We were something... and still are
Lenny was my first husband. He is the father of my 2 children. He was my friend before he was all that. I married him because there was no one like him...and while the marriage didnt last, the fact that there was no one like him lasted until his death. It felt like we were meant to be parents... but not spouses. And we were great partners in friendship, business, joy and laughter, as well as parenting.
We became closer after we separated. People thought it odd, and a few thought it was wrong. It wasn't easy all the time, but it was wonderful. We got to the point where we could say to each other how happy we were in this unusual life together but apart.

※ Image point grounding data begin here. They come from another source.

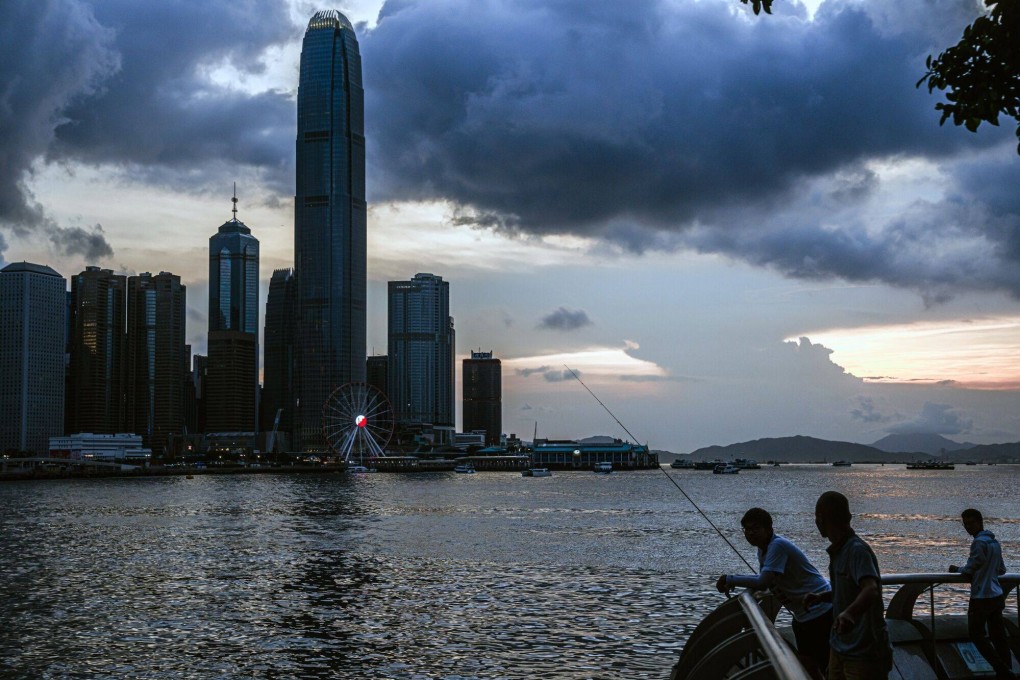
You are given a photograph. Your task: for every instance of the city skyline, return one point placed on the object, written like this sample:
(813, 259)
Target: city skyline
(673, 243)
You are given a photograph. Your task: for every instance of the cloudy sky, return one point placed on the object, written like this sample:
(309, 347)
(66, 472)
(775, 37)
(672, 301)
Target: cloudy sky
(731, 226)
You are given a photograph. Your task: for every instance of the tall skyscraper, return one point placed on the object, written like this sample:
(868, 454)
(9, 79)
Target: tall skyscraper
(375, 372)
(157, 360)
(421, 343)
(232, 381)
(482, 394)
(329, 220)
(277, 354)
(96, 399)
(33, 323)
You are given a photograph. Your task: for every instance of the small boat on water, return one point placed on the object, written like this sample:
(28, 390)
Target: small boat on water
(930, 465)
(741, 639)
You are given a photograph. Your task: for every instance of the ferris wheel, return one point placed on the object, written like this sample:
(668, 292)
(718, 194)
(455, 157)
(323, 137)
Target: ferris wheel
(357, 421)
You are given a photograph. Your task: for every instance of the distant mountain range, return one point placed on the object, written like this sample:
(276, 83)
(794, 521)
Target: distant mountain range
(802, 449)
(933, 445)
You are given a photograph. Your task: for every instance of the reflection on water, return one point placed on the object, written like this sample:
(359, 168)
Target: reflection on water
(425, 576)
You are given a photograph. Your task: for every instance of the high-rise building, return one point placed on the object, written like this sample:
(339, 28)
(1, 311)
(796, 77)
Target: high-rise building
(200, 369)
(481, 379)
(375, 372)
(329, 221)
(277, 353)
(157, 360)
(33, 322)
(232, 381)
(421, 343)
(98, 348)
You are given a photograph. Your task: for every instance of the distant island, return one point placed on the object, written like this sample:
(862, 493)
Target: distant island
(893, 449)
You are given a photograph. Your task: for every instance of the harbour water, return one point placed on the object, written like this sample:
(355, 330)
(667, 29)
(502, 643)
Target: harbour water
(437, 575)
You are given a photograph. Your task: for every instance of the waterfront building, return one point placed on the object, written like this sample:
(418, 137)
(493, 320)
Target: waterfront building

Significant others in our lives often accepted this. Sometimes not fully, but in the end our love of family would "win" and we found a way to be a family.
After a dozen years apart, we entered a time of distance between us, awkwardness, even hurt. The source is something I will never know because he died so suddenly in an auto accident on January 28th 2013. Such shock! The patient (and sometimes not so patient) waiting and hoping things would get right again was squashed. He is gone. My children are reeling and grieving. His wife is grieving. His brothers, relatives, friends are all grieving.
And so am I. But I am grieving alone. I can't speak my heart. There is no word for what we were. But having no word does not make it nothing.
Lenny, I will miss you and always wonder what word i can use to describe you? I suspect there is none. You were Lenny. I loved you like Lenny. You know what passed between us and God knows, too. That will have to be enough.